August 15 - The Assumption of Mary is the Catholic religious belief that the Virgin Mary, mother of Jesus, did not die like everyone else but entered directly into the glory of God. Before being a dogma, the Assumption of Mary was a belief based on patristic tradition. In fact, no text in the New Testament evokes the end of Mary.
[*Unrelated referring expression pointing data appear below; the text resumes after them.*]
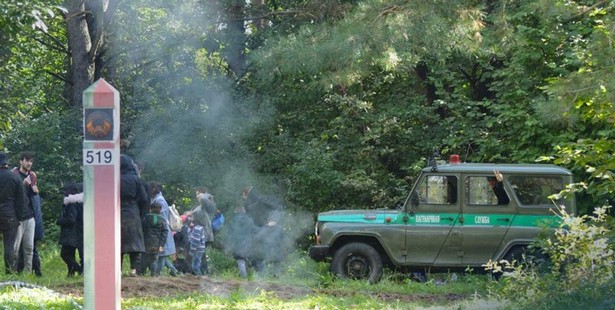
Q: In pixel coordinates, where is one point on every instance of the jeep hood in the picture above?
(359, 216)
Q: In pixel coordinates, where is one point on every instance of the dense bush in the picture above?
(580, 272)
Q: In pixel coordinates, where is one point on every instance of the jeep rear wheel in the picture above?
(357, 261)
In the West, Gregory of Tours was the first to mention it, at the end of the 6th century. In 1638, King Louis XIII wanted an heir to consecrate France to the Virgin Mary under the title of her Assumption and asked his subjects to make a procession in each parish every 15 August in order to have a son. As Louis XIV was born the following year, the feast celebrated by the Vow of Louis XIII took on particular importance in France. In 1854, the proclamation of the dogma of the Immaculate Conception led to numerous petitions to Rome to officially define the dogma of the Assumption. From 1854 to 1945, eight million faithful wrote to this effect. To this must be added the petitions of 1,332 bishops and 83,000 priests and religious men and women.
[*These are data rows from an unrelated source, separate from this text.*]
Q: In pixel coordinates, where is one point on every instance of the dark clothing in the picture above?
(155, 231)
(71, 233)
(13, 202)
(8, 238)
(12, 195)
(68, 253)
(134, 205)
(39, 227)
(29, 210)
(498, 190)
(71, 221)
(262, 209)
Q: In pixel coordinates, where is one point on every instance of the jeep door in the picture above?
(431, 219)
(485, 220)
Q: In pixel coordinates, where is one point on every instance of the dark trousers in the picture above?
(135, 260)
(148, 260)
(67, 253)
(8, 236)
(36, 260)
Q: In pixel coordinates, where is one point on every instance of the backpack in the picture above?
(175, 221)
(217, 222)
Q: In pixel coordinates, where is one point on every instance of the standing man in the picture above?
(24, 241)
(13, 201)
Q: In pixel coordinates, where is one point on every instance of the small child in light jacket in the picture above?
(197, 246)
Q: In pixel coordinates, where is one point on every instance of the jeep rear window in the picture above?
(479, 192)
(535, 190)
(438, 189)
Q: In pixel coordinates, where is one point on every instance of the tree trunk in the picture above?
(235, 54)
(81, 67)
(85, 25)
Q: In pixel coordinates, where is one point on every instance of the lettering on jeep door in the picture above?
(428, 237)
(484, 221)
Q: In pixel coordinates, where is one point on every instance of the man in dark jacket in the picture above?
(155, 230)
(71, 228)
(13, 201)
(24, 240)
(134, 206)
On November 1, 1950, the Assumption of Mary was defined as a dogma of faith by Pope Pius XII's Apostolic Constitution Munificentissimus Deus:
"By the authority of Our Lord Jesus Christ, of the Blessed Apostles Peter and Paul, and by Our own authority, We pronounce, declare, and define as a dogma divinely revealed that the Immaculate Mother of God, the Virgin Mary, having completed the course of her earthly life, was raised body and soul to heavenly glory". (Dogmatic Constitution Munificentissimus Deus, § 44).
Subsequently, the dogmatic constitution Lumen gentium of the Second Vatican Council of 1964 stated:
"Finally, the Immaculate Virgin, preserved from every stain of original sin, at the end of her earthly life, was raised to the glory of heaven in soul and body and was exalted by the Lord as Queen of the universe in order to resemble more perfectly her Son, Lord of lords and conqueror of sin and death". (Dogmatic Constitution Lumen Gentium on the Church, § 59).